Why Everything Starts and Ends with a Clear Vision

In all of the years that I have been doing this work, there are a many things I have learned that are truly durable truths across industries. Of all of those truths, this is the most important:

Everything — and, I mean everything — starts with a compelling vision. 

Oddly enough, in all of our work with independent schools and colleges, fewer than 20% of them possess a vision statement when we initially work with them.  Sure, all of them have a mission statement but very few actually possess a vision statement.  What’s the difference?  There is an enormous difference between a mission and a vision.  Try these definitions on for size.

Mission Statement = The reason for your organizational existence

Vision Statement = The successful completion of your mission rendered in terms of contributions to society

From my vantage point, very few organizations actually change their mission over time.  Sure, they might change the current language describing their purpose, editing the actual statement, but they really don’t alter their general purpose or reason for existence.  But, since a mission is actually a “rear-view window” sort of glance, does it really help move an institution forward?

Most strategy planners would agree that vision is far more important to formulating strategy and empowering an organization to work together.  Imagine if Martin Luther King, Jr. would not have have shared his vision for equality (“I have a dream”) or if John F. Kennedy, Jr. would not have shared his vision for NASA (“by the end of the decade we will place a man on the moon”)?  It turns out that a compelling vision is what really drives people to work together and energizes a movement.  Why is it, then, that independent schools and colleges fail to articulate a vision if they are so important?

The importance of how a compelling vision not only inspires an organization to move forward, but how vision really should inspire how it positions itself, sets priorities, and even communicates about itself.  If you want a lock-step recipe on how nearly everything flows from a vision, here’s a simple process.

  1. Visioning is the most important aspect of any organizational exercise.  It all starts with vision, and great visions are long-term, ambitious, and bigger than the organization.
  2. Great positioning is the result of a strong vision.  Positioning is finding that which is singular and differentiating about your organization.  And, keep in mind that positioning is competitor-centric, meaning that it is finding where your organization sits in the landscape of others.
  3. Strategic planning is the work of creating a longer term plan that helps operationalize the vision and positioning platform for the next chapter of an organization.
  4. Marketing is the art of creating value for the client by turning that vision, position, and plan into a short-term strategic marketing focus.  And, keep in mind that value is in the eyes of the beholder, so marketing is a client-centric process and must account for how the client defines value, not the organization.
  5. Branding is the cultural expression of organizational values.
  6. Identity is the visual expression of those values.
  7. Messaging is getting the talk points down in promotional materials.
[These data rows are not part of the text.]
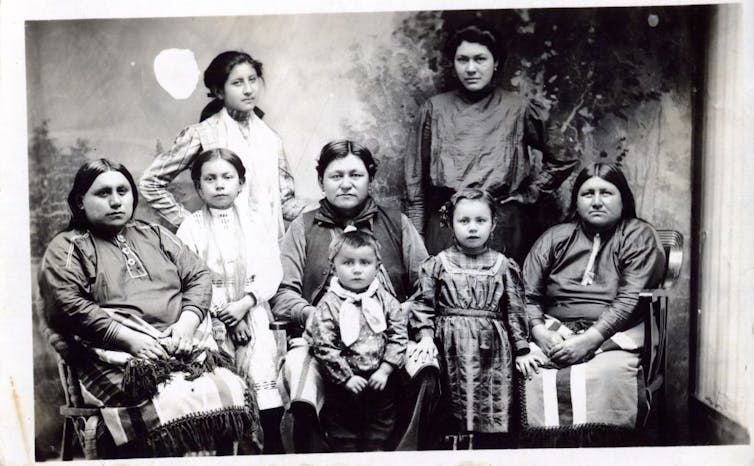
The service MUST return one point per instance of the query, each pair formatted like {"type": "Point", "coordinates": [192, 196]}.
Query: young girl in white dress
{"type": "Point", "coordinates": [246, 272]}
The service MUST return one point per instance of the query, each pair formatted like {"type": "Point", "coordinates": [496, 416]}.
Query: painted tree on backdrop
{"type": "Point", "coordinates": [594, 68]}
{"type": "Point", "coordinates": [51, 173]}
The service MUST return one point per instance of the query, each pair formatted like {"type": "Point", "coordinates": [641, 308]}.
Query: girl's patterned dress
{"type": "Point", "coordinates": [474, 308]}
{"type": "Point", "coordinates": [223, 238]}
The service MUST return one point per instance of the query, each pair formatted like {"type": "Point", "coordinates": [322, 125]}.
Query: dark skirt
{"type": "Point", "coordinates": [478, 375]}
{"type": "Point", "coordinates": [362, 422]}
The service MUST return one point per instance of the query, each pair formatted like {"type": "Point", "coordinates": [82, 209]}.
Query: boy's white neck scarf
{"type": "Point", "coordinates": [350, 311]}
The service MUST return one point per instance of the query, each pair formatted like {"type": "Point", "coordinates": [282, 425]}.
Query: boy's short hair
{"type": "Point", "coordinates": [355, 239]}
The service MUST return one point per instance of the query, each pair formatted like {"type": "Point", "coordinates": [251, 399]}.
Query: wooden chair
{"type": "Point", "coordinates": [655, 306]}
{"type": "Point", "coordinates": [80, 421]}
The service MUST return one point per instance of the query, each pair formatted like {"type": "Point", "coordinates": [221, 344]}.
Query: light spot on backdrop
{"type": "Point", "coordinates": [177, 72]}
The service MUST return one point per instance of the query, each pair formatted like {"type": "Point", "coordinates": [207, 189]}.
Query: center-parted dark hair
{"type": "Point", "coordinates": [355, 239]}
{"type": "Point", "coordinates": [217, 74]}
{"type": "Point", "coordinates": [478, 32]}
{"type": "Point", "coordinates": [472, 194]}
{"type": "Point", "coordinates": [612, 174]}
{"type": "Point", "coordinates": [342, 148]}
{"type": "Point", "coordinates": [212, 154]}
{"type": "Point", "coordinates": [84, 179]}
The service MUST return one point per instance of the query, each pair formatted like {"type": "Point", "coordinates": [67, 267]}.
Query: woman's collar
{"type": "Point", "coordinates": [471, 252]}
{"type": "Point", "coordinates": [475, 96]}
{"type": "Point", "coordinates": [590, 230]}
{"type": "Point", "coordinates": [328, 213]}
{"type": "Point", "coordinates": [243, 117]}
{"type": "Point", "coordinates": [239, 116]}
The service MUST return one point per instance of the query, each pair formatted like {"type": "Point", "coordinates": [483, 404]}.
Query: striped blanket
{"type": "Point", "coordinates": [606, 390]}
{"type": "Point", "coordinates": [190, 411]}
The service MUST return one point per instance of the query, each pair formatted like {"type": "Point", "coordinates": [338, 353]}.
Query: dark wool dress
{"type": "Point", "coordinates": [474, 307]}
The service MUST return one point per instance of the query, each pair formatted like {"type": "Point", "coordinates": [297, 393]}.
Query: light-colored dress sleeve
{"type": "Point", "coordinates": [414, 251]}
{"type": "Point", "coordinates": [422, 304]}
{"type": "Point", "coordinates": [518, 324]}
{"type": "Point", "coordinates": [396, 332]}
{"type": "Point", "coordinates": [163, 170]}
{"type": "Point", "coordinates": [290, 206]}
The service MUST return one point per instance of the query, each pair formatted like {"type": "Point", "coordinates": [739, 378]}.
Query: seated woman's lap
{"type": "Point", "coordinates": [608, 389]}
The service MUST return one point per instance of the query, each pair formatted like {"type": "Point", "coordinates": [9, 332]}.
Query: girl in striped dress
{"type": "Point", "coordinates": [470, 311]}
{"type": "Point", "coordinates": [246, 272]}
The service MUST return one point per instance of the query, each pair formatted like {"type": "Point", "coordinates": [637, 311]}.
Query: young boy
{"type": "Point", "coordinates": [358, 335]}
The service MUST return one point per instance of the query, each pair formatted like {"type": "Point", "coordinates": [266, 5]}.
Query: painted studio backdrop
{"type": "Point", "coordinates": [618, 80]}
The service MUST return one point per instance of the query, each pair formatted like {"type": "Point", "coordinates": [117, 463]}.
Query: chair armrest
{"type": "Point", "coordinates": [71, 411]}
{"type": "Point", "coordinates": [672, 243]}
{"type": "Point", "coordinates": [280, 332]}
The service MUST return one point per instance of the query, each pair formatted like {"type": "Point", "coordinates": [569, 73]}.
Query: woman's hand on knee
{"type": "Point", "coordinates": [425, 349]}
{"type": "Point", "coordinates": [141, 345]}
{"type": "Point", "coordinates": [576, 348]}
{"type": "Point", "coordinates": [378, 379]}
{"type": "Point", "coordinates": [528, 364]}
{"type": "Point", "coordinates": [356, 384]}
{"type": "Point", "coordinates": [546, 339]}
{"type": "Point", "coordinates": [182, 333]}
{"type": "Point", "coordinates": [241, 334]}
{"type": "Point", "coordinates": [234, 312]}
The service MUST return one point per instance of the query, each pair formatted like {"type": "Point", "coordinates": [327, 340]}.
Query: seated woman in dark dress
{"type": "Point", "coordinates": [345, 170]}
{"type": "Point", "coordinates": [583, 280]}
{"type": "Point", "coordinates": [132, 300]}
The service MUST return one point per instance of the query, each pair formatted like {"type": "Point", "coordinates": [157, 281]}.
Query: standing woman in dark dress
{"type": "Point", "coordinates": [480, 135]}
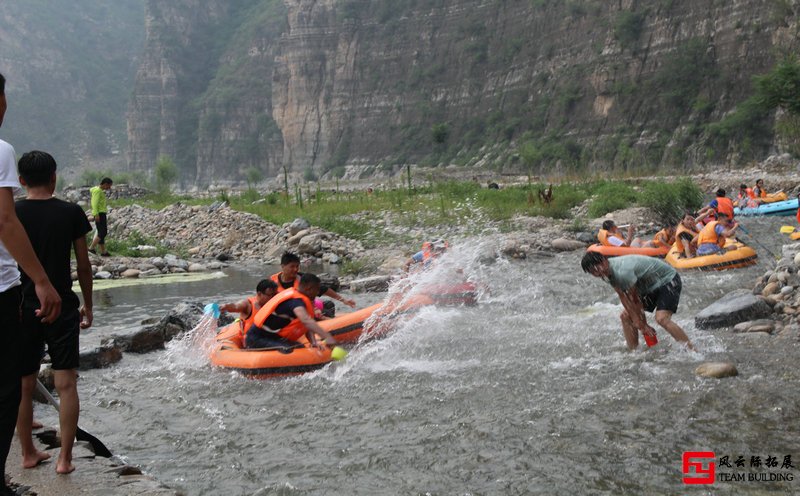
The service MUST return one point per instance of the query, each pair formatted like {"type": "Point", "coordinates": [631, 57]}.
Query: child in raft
{"type": "Point", "coordinates": [712, 237]}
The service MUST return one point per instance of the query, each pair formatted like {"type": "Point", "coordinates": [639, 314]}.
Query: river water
{"type": "Point", "coordinates": [530, 392]}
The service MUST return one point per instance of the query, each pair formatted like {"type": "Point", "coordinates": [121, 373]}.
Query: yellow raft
{"type": "Point", "coordinates": [773, 197]}
{"type": "Point", "coordinates": [736, 255]}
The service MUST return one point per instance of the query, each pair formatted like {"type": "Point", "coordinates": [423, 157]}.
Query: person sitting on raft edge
{"type": "Point", "coordinates": [684, 235]}
{"type": "Point", "coordinates": [610, 235]}
{"type": "Point", "coordinates": [290, 276]}
{"type": "Point", "coordinates": [430, 250]}
{"type": "Point", "coordinates": [287, 317]}
{"type": "Point", "coordinates": [247, 309]}
{"type": "Point", "coordinates": [712, 237]}
{"type": "Point", "coordinates": [643, 284]}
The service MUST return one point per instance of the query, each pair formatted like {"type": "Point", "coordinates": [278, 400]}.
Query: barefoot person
{"type": "Point", "coordinates": [15, 247]}
{"type": "Point", "coordinates": [56, 228]}
{"type": "Point", "coordinates": [643, 284]}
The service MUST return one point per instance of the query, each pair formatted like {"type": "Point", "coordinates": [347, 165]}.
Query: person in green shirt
{"type": "Point", "coordinates": [643, 284]}
{"type": "Point", "coordinates": [100, 212]}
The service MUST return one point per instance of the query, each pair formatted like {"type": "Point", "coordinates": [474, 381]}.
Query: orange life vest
{"type": "Point", "coordinates": [678, 241]}
{"type": "Point", "coordinates": [657, 239]}
{"type": "Point", "coordinates": [276, 278]}
{"type": "Point", "coordinates": [248, 321]}
{"type": "Point", "coordinates": [725, 206]}
{"type": "Point", "coordinates": [709, 235]}
{"type": "Point", "coordinates": [295, 329]}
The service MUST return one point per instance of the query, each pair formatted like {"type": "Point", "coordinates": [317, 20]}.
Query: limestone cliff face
{"type": "Point", "coordinates": [318, 86]}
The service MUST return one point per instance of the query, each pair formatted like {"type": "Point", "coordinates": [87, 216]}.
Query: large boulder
{"type": "Point", "coordinates": [735, 307]}
{"type": "Point", "coordinates": [716, 370]}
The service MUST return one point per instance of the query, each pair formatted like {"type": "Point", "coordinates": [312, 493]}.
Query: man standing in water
{"type": "Point", "coordinates": [643, 284]}
{"type": "Point", "coordinates": [15, 248]}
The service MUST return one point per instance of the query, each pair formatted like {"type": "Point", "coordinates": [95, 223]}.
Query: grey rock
{"type": "Point", "coordinates": [735, 307]}
{"type": "Point", "coordinates": [563, 244]}
{"type": "Point", "coordinates": [101, 357]}
{"type": "Point", "coordinates": [298, 225]}
{"type": "Point", "coordinates": [716, 370]}
{"type": "Point", "coordinates": [761, 325]}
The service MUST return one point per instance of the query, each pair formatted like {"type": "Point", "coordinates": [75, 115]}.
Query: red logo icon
{"type": "Point", "coordinates": [698, 467]}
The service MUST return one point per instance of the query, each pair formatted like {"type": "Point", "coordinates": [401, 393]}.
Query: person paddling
{"type": "Point", "coordinates": [265, 290]}
{"type": "Point", "coordinates": [287, 317]}
{"type": "Point", "coordinates": [290, 276]}
{"type": "Point", "coordinates": [643, 284]}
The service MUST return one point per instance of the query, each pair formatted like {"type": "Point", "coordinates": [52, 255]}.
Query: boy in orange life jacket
{"type": "Point", "coordinates": [643, 284]}
{"type": "Point", "coordinates": [290, 275]}
{"type": "Point", "coordinates": [247, 309]}
{"type": "Point", "coordinates": [720, 204]}
{"type": "Point", "coordinates": [746, 198]}
{"type": "Point", "coordinates": [291, 316]}
{"type": "Point", "coordinates": [684, 235]}
{"type": "Point", "coordinates": [711, 238]}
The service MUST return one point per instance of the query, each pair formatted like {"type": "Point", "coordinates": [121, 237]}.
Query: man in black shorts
{"type": "Point", "coordinates": [15, 248]}
{"type": "Point", "coordinates": [643, 284]}
{"type": "Point", "coordinates": [55, 228]}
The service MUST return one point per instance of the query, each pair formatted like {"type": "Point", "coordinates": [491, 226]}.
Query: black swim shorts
{"type": "Point", "coordinates": [61, 338]}
{"type": "Point", "coordinates": [666, 297]}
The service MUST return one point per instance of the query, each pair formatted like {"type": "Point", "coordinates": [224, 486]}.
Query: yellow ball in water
{"type": "Point", "coordinates": [338, 353]}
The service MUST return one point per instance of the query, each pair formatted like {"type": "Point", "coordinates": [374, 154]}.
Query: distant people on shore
{"type": "Point", "coordinates": [642, 284]}
{"type": "Point", "coordinates": [100, 214]}
{"type": "Point", "coordinates": [713, 236]}
{"type": "Point", "coordinates": [265, 290]}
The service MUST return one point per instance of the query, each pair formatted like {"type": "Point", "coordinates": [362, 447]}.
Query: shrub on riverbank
{"type": "Point", "coordinates": [361, 215]}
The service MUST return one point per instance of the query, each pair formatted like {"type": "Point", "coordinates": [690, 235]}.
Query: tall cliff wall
{"type": "Point", "coordinates": [320, 86]}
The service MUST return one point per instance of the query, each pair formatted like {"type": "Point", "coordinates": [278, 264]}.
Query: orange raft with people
{"type": "Point", "coordinates": [229, 351]}
{"type": "Point", "coordinates": [735, 255]}
{"type": "Point", "coordinates": [617, 251]}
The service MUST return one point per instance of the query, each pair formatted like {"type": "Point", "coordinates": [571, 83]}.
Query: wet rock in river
{"type": "Point", "coordinates": [735, 307]}
{"type": "Point", "coordinates": [716, 370]}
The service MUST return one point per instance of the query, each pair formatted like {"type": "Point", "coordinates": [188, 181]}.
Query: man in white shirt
{"type": "Point", "coordinates": [15, 248]}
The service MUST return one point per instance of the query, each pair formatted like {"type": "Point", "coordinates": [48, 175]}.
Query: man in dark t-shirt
{"type": "Point", "coordinates": [55, 227]}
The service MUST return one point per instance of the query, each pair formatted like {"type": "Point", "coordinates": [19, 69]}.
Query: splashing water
{"type": "Point", "coordinates": [193, 348]}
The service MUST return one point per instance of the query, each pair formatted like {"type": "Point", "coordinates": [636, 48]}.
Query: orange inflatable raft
{"type": "Point", "coordinates": [229, 351]}
{"type": "Point", "coordinates": [616, 251]}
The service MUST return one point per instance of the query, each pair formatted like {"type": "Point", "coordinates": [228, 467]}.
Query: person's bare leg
{"type": "Point", "coordinates": [664, 319]}
{"type": "Point", "coordinates": [31, 457]}
{"type": "Point", "coordinates": [67, 387]}
{"type": "Point", "coordinates": [629, 331]}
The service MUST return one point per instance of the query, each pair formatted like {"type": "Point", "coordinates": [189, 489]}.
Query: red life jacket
{"type": "Point", "coordinates": [294, 329]}
{"type": "Point", "coordinates": [276, 278]}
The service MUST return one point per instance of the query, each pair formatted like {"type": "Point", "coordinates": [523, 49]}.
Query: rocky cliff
{"type": "Point", "coordinates": [363, 86]}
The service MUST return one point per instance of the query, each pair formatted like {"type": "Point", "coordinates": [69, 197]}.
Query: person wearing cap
{"type": "Point", "coordinates": [720, 204]}
{"type": "Point", "coordinates": [643, 284]}
{"type": "Point", "coordinates": [747, 198]}
{"type": "Point", "coordinates": [430, 250]}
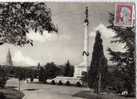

Most organizations jump right in at #4 through #7 in this process, failing to get the larger picture in focus, rather than doing the important work of creating a vision. I believe that setting long-term vision is foundational to creating empowering communications or defining organizational objectives.  Vision is bigger than mission, because it is bigger than the organization and it answers the question of “why you do what you do”, not just “what you do”.  It is the why that is so important in not just developing strategy, but in creating compelling communications, plans, and identity.

This is not a new concept.  Thought leader Simon Sinek wrote a book called Start with Why.  I truly believe that all schools and colleges should start with their vision if they want to create an enduring impact, mobilize people toward inspirational goals and cultivate a compelling identity.